Making a Difference at LBL
This post originally appeared on the Software Carpentry website.
Without any doubt, the best thing about teaching for Software Carpentry is making a difference for someone and getting to hear about it. One of our students at the Lawrence Berkeley Lab, nuclear engineer Dr. Bethany Goldblum, was impressed enough by Katy Huff's presentation of git that she wanted her team to start using version control.
Bethany's description of her team's past code management practices is typical of academic projects, with many people modifying their own copy of a code until that "resulted in over 20 versions of the codes, each with bugs of its own." On their current project "a postdoc is in the process of developing the code, but now every time he makes a change, he uploads it to a different directory on our analysis machine and we just have multiple copies of almost the same code floating around. Unless one is careful, they may not know which code is the most recent version. I believe there is some fear there to undo anything that the original developer put in place."
These are exactly the problems version control is meant to solve. With a project under version control there is only one canonical source of the code. Changes made by individual contributors are easily shared with the group by committing them back to the original source. The entire history of the project is always available with records of every change and why it was made. Special versions of the code, such as original copies or versions used for papers can be tagged with meaningful names to be easily accessible.
Bethany and some of her team doing a science. Left to right: Nick Brickner (UC Berkeley), Lee Bernstein (LLNL), Bethany Goldblum (UC Berkeley)

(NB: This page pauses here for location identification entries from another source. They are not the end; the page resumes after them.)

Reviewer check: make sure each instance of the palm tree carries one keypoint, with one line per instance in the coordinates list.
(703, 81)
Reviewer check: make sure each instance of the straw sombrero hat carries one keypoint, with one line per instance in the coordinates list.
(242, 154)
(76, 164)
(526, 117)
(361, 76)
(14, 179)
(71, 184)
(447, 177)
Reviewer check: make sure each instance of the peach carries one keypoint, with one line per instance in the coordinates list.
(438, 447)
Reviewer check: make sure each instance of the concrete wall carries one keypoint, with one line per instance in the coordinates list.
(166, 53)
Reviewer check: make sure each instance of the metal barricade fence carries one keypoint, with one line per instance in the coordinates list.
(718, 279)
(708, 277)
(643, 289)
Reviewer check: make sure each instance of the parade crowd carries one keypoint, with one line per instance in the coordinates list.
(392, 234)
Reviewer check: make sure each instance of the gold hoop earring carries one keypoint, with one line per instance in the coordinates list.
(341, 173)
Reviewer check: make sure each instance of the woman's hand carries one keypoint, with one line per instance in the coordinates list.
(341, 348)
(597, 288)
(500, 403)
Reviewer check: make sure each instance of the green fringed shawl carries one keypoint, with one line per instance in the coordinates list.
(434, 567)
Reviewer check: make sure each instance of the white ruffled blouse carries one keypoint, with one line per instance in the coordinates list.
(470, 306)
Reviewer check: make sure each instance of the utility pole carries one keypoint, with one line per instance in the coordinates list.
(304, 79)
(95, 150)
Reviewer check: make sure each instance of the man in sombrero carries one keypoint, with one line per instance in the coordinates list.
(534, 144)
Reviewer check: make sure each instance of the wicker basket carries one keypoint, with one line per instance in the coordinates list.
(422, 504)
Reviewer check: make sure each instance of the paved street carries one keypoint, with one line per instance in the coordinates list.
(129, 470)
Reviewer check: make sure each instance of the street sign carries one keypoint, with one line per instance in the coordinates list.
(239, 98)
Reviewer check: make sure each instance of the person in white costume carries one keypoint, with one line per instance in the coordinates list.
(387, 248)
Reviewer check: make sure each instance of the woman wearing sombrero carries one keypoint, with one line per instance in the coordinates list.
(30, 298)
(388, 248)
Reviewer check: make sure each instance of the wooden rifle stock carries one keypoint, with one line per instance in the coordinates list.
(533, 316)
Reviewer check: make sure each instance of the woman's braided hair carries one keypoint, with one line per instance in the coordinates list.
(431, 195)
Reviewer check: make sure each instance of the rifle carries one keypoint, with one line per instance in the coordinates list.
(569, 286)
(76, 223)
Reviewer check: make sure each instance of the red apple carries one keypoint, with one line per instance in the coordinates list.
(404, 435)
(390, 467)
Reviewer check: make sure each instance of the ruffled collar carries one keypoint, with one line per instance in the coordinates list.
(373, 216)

Bethany told us "I didn't even know version control existed until I attended the [UC Berkeley] Python BootCamp and didn't really understand how to use it until after the Software Carpentry workshop." Bethany's team now has their code in a git repository on the code hosting site Bitbucket (chosen because LBL provides free private hosting there). All of their changes are tracked and each member of the team always has an up-to-date version of the code. They are even using Bitbucket's issue tracker and wiki to organize tasks and documentation!
Today Bethany's team is protected when inevitable mistakes like deleting or overwriting source files occur. They won't find and then forget about bugs. The whole team will benefit when someone adds a new feature. Today Bethany and her team are working like software engineers.
This is what Software Carpentry is all about: helping scientists and engineers learn the tools and practices that make software development a tolerable, even enjoyable, task for those of us that do it every day. And nothing is more rewarding to the instructors who contribute their time and experience than a success story like this.